Catalin Nicolae Popa, Oliver Nakoinz, Laurie Tremblay Cormier
This session aims to bring together two fundamental components of archaeology: archaeological theory and statistical modelling.
Throughout the years, scholars have convincingly argued that theory is inherent in all archaeological research and have insisted on the necessity to have theoretical concepts explicit rather than implicit. Consequently, most topics of our discipline have been extensively discussed in archaeological theory circles, producing ideas critical for understanding past societies and the discipline itself. However, the methodological implementations of such ideas have seldom convinced.

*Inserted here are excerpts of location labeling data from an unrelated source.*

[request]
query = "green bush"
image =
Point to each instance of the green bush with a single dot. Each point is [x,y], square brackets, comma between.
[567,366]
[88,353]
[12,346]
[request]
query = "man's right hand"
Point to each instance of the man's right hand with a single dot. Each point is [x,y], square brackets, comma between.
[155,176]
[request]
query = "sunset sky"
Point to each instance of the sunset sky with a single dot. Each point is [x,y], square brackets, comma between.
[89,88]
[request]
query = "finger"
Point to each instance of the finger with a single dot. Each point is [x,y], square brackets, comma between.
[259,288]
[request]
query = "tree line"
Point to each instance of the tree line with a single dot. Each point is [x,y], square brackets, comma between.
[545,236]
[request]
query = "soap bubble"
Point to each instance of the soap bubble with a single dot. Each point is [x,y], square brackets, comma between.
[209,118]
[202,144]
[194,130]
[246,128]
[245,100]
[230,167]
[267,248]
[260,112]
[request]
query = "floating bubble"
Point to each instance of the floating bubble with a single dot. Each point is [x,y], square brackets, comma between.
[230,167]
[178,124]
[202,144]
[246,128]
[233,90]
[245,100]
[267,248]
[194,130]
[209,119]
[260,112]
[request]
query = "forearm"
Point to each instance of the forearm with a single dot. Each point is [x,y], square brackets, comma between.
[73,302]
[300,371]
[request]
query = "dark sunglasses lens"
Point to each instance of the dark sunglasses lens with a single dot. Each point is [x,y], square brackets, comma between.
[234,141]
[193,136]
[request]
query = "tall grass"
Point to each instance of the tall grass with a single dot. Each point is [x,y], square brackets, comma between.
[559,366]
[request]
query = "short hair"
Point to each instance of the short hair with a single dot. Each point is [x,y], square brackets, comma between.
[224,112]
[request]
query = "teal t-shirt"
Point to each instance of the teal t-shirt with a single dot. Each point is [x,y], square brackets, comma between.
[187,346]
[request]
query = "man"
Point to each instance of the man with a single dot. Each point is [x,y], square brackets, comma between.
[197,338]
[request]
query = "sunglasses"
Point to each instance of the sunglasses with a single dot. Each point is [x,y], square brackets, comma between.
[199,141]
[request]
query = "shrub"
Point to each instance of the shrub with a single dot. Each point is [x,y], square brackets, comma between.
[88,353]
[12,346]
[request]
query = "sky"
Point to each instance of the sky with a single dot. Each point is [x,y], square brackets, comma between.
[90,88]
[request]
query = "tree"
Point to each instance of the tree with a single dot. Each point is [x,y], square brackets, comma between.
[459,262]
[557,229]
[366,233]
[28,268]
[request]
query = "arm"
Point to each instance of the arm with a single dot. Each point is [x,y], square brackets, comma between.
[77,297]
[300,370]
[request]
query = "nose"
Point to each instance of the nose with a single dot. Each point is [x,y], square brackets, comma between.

In contrast, statistical modelling approaches excel in terms of methodology. The use of statistical and computational methods has greatly increased in the last decades, touching a large spectrum of topics such as landscape, social organisation, population dynamics etc. This trend can only continue, given the constant improvements in terms of computational power and software possibilities. Nonetheless, the results of statistical modelling have often been branded as unrealistic simplifications since it is difficult to understand how human behaviour can be described through the mathematical calculations inherent to statistics. Therefore, there is an obvious difficulty in anchoring statistical modelling in the realities of human complexity.
Unfortunately, communication between the scholars working with statistical modelling and those engaged in archaeological theory remains severely limited. Studies employing statistical modelling have generally remained untouched by the discussions taking place within archaeological theory. Conversely, few of the theoretical concepts and ideas produced in archaeology theory have found their implementation through statistical modelling. This situation is somewhat paradoxical given that each of the archaeological approaches has difficulties precisely in the area that the other excels in.
This session will explore how archaeological theory and statistical modelling can be employed together in the effort to understand past societies through the archaeological record. Suggested topics are:
- How can archaeological theory and statistical modelling be connected in general, on a theoretical and methodological (practical) level?
- How have basic elements of human behaviour and society been approached in archaeological theory and statistical modelling (e.g. agency and structure, crafting, trading, land management)? Are the two views compatible with each other?
- Examples where the concepts employed and modelled through statistics are grounded in archaeological theory.
There is a dire need to bridge the gap between archaeological theory and statistical modelling. We hope to start a discussion on the nature of this gap and to produce possible avenues for it to be overcome.